Rata-rata, pengunjung berusia matang, bila tidak ingin disebut tua. Umumnya rombongan wisatawan itu datang dengan bis mewah. Menuntaskan rasa lapar dalam waktu sebentar.
Berbeda dengan grup orang Jepang yang ritual makannya panjang. Hidangan disajikan bertahap dan beragam. Sebuah rombongan, yang kemudian menjadi tamu tetap, menghabiskan waktu dari Isya sampai pukul sebelas malam.
Setiap malam.
Pada siang hari mereka serius bekerja. Malam merupakan waktu bersantai bersama. Pemahaman itu didapat Rudolfo setelah bergabung dengan mereka. Segera mereka menjadi akrab, meski Rudolfo masih tergagap berbahasa Jepang.Â
Gadis-gadis itu bukan turis biasa. Warga negara Jepang yang masing-masing memiliki suami pemuda lokal. Kecuali satu orang yang menarik perhatian Rudolfo.
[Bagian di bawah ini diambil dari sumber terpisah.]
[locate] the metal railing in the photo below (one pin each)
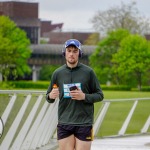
(34, 125)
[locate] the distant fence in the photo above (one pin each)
(30, 122)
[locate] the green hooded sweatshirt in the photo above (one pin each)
(76, 112)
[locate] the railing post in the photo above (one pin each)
(125, 124)
(100, 118)
(146, 126)
(8, 108)
(10, 135)
(19, 139)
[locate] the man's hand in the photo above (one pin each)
(54, 93)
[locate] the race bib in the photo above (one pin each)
(68, 87)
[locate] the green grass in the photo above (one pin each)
(115, 116)
(118, 111)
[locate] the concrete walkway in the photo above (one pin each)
(124, 143)
(114, 143)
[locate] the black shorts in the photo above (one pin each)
(83, 133)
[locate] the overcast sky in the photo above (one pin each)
(75, 14)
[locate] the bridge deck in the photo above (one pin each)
(125, 143)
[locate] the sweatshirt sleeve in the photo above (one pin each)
(96, 94)
(49, 90)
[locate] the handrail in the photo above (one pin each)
(40, 126)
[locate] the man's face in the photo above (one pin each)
(72, 55)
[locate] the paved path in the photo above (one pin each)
(124, 143)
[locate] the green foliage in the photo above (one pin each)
(122, 58)
(14, 49)
(125, 16)
(46, 72)
(133, 58)
(93, 39)
(100, 60)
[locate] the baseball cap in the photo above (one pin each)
(74, 42)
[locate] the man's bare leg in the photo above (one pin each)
(82, 145)
(67, 143)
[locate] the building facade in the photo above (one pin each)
(25, 15)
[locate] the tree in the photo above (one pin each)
(93, 39)
(14, 49)
(100, 60)
(47, 71)
(133, 57)
(126, 16)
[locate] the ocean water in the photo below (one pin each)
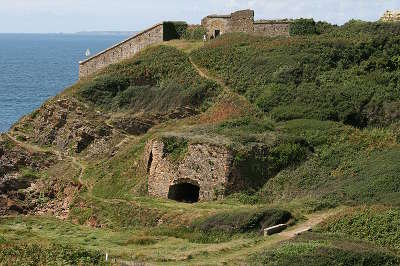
(35, 67)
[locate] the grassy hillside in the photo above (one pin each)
(326, 77)
(158, 80)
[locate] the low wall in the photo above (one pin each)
(121, 51)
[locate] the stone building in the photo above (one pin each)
(202, 175)
(391, 16)
(207, 171)
(243, 21)
(240, 21)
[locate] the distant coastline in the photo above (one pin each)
(80, 33)
(113, 33)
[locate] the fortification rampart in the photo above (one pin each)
(122, 50)
(243, 21)
(240, 21)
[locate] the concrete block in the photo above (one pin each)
(274, 229)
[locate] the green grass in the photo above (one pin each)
(317, 249)
(158, 80)
(380, 225)
(340, 169)
(325, 77)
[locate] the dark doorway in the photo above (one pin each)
(184, 192)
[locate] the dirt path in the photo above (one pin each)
(237, 253)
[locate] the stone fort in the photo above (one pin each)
(240, 21)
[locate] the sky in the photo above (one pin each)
(53, 16)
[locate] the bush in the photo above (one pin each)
(379, 225)
(320, 250)
(242, 221)
(175, 148)
(352, 79)
(158, 80)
Ia teringat kepada sesuatu. Gadis yang tidak hanya berkulit kuning, tapi putih susu seolah tembus pandang bak pualam baru dipoles. Kulit wajahnya lembut, memancarkan cahaya ayu nan anggun.
Dialah gadis penunggang kuda di pantai Kuta. Gadis Jepang yang anggun itu kini berada di hadapannya.
Rudolfo mencuri pandang. Hal itu kerap dilakukannya. Gadis Jepang anggun tersipu. Di dalam hati tumbuh taman rindu berwarna biru.
Perkembangan rasa dengan mudah diterka para sahabat. Mereka berbisik-bisik. Wajah gadis anggun merona. Menunduk.
Salah seorang tersenyum manis kepada Rudolfo, "Mitsuko, gadis ini, menyukai penampilanmu."
"Oh ya, terima kasih banyak. Aku juga menyukainya." sahut Rudolfo tanpa menyembunyikan kegembiraannya.